The explosion of market demands

The convergence of trends hitting the healthcare industry is creating an environment ripe for change. I have heard about the need to push towards real-time solutions, to incorporate broader determinants of health, to make care more consumer-centric and so on. From consumerism, behavioral health, value based care, social determinants to AI, machine learning, digital health, and telemedicine, markets are demanding answers on many fronts, simultaneously.

  • Expression of need gap – Many market-facing business executives do not understand data and analytics. The most common complaint I heard from internal staff is that the market executives don’t know what they want and would often fail to recognize a good solution. I believe this is true. I also believe the root-cause of this runs very deep and has to do with long-standing culture. In particular, this fact tells me most companies are not analytical competitors (in the Davenport and Harris sense of the phrase). That’s a serious issue and probably needs to be fixed fast.
  • Work order friction – It takes time to make a valid request and have it understood and queued. What I often hear from business executives is the need for them to have market-ready solutions that can deep-dive into areas their clients want to dig into fast. Instead, doing that requires going through the friction of creating a work order that only serves to frustrate the business executive who wants or needs development support now. Instead of focusing on results, business executives are chasing down IT, data, analytics, informatics or development operations staff to find resources.
  • Request backlog – There is an ever-growing backlog of work orders. Imagine how hard it is to support all the needs of the business when IT, data, analytics and informatics staff are dealing with all the issues listed above. Staff are usually running at full throttle and still not keeping up. Do that over an extended period of time and the chronic stress creates blinders on creativity. Teams learn to survive by focusing on short-term hacks. If I considered work product as assets, I would be constantly writing them off as losses the next year. If you want to quickly know how inadequate a data and analytics strategy is, just look at the size of the work order backlog lined up against the satisfaction level of business users. It’s usually frightening.
  • Governance headaches – Each of the many sources of data has a specific origin and therefore specific governance, security, and access rules. This means keeping who can see what straight is a big headache. Said another way, legitimate concerns about who gets access to data and who has rights of use limit the ability for a company to build support for innovative business use cases. For the sake of safety and governance, healthcare companies often broadly restrict access, limiting data productivity and innovation. Moreover, the application of data (for example, EHR) to care for people in modern ways was often not imagined when the data were created (many EHRs are still glorified digital filing cabinets with crude workflow tools).
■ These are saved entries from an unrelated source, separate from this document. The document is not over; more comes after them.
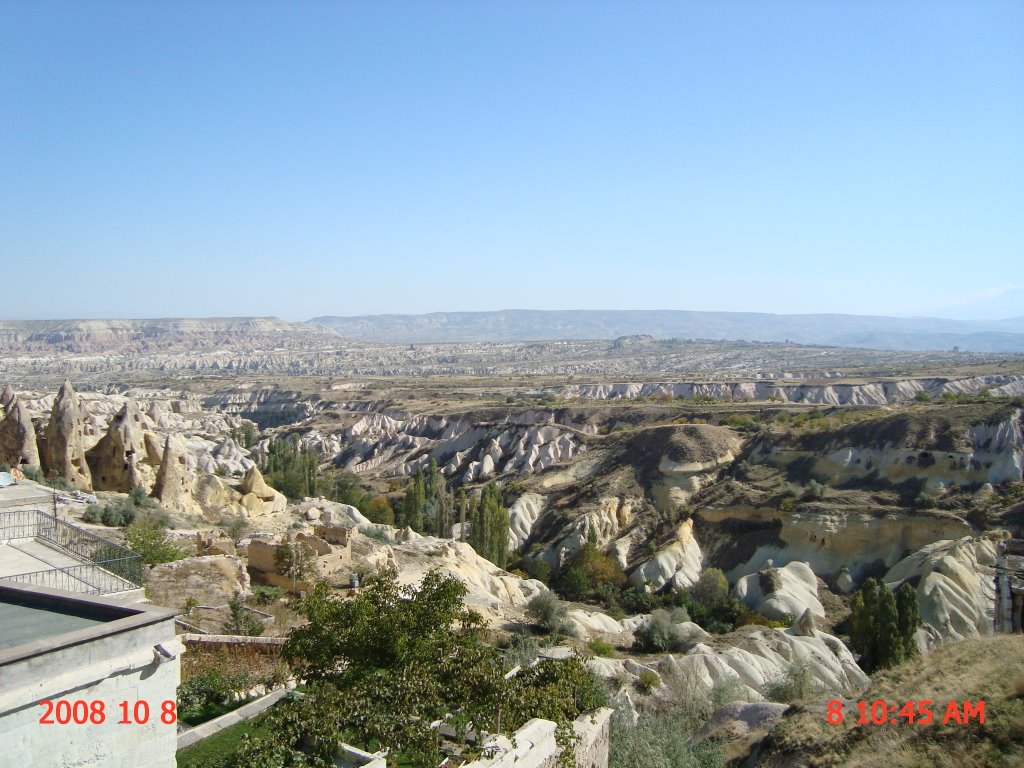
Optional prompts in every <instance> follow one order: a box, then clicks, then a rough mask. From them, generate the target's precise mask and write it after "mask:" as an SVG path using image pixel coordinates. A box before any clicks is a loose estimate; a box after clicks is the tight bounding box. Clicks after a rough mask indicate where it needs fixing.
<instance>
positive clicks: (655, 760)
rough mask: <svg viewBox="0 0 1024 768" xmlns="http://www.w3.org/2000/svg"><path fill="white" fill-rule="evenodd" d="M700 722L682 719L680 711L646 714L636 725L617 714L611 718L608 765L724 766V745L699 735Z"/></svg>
mask: <svg viewBox="0 0 1024 768" xmlns="http://www.w3.org/2000/svg"><path fill="white" fill-rule="evenodd" d="M697 728H699V723H695V724H691V723H689V722H686V723H680V719H679V717H678V714H677V713H676V712H666V713H659V714H656V715H647V714H642V715H641V716H640V720H639V721H638V722H637V723H636V725H634V724H633V723H632V722H631V721H630V719H629V718H628V717H627V716H625V715H623V714H616V715H615V716H614V717H613V718H612V719H611V737H610V739H609V744H608V768H681V767H685V768H720V766H722V765H724V764H725V761H724V759H723V757H722V746H721V745H720V744H719V743H717V742H715V741H710V740H706V739H697V738H695V737H694V736H695V734H696V730H697Z"/></svg>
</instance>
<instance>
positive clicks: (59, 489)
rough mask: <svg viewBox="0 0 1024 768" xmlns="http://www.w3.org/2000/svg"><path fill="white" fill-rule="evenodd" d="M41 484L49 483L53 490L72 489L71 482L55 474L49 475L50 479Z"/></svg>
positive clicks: (70, 489) (47, 483)
mask: <svg viewBox="0 0 1024 768" xmlns="http://www.w3.org/2000/svg"><path fill="white" fill-rule="evenodd" d="M43 484H44V485H49V486H50V487H51V488H53V489H54V490H72V489H73V488H72V486H71V483H70V482H68V480H66V479H65V478H63V477H61V476H60V475H57V476H56V477H51V478H50V479H48V480H46V481H45V482H44V483H43Z"/></svg>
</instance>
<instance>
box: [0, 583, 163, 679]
mask: <svg viewBox="0 0 1024 768" xmlns="http://www.w3.org/2000/svg"><path fill="white" fill-rule="evenodd" d="M174 615H175V613H174V611H173V610H166V609H164V608H155V607H152V606H148V605H139V604H137V603H136V604H133V605H126V604H124V603H122V602H118V601H117V600H111V599H106V598H100V597H92V596H87V595H83V594H80V593H71V592H60V591H58V590H51V589H46V588H43V587H27V586H24V585H19V584H14V583H12V582H5V581H3V580H0V667H3V666H4V665H6V664H10V663H12V662H17V660H22V659H24V658H28V657H31V656H36V655H40V654H43V653H50V652H53V651H55V650H58V649H60V648H68V647H72V646H75V645H81V644H83V643H88V642H91V641H93V640H97V639H99V638H103V637H109V636H111V635H118V634H121V633H124V632H131V631H133V630H136V629H139V628H141V627H147V626H150V625H153V624H159V623H161V622H167V621H172V622H173V620H174ZM0 674H2V673H0Z"/></svg>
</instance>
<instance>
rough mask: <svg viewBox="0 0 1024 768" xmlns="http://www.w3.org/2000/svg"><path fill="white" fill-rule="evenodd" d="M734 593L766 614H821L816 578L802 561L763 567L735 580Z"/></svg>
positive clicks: (808, 565) (820, 609)
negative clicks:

Caught between a rock and a hard place

If ever there was an appropriate saying for this situation, this is it. Large healthcare companies really are caught between a rock and a hard place. Data slamming them from one end. Market demands slamming them from the other. Getting out of this jam is not going to be quick and easy.

Healthcare companies need to deploy an end-to-end strategy and framework for how they will turn their data into a strategic asset and competitive advantage . They need to be able to explain how they can go from data to market demand, and how they can go from market demand to data in a cost-effective and cost-efficient way. Or in more modern terms, in a more frictionless way. And they need to do this while also imagining the company they want to be, not the company they’ve been for the past 10 years.

Every at-scale healthcare company I have ever seen is silo’ed. Without executive support and alignment throughout a company’s internal and external functions/departments, they will continue to be plagued by these issues. That’s a shame, because they may just miss out on all the powerful technologies that are converging on the industry right now and open themselves up to disruption.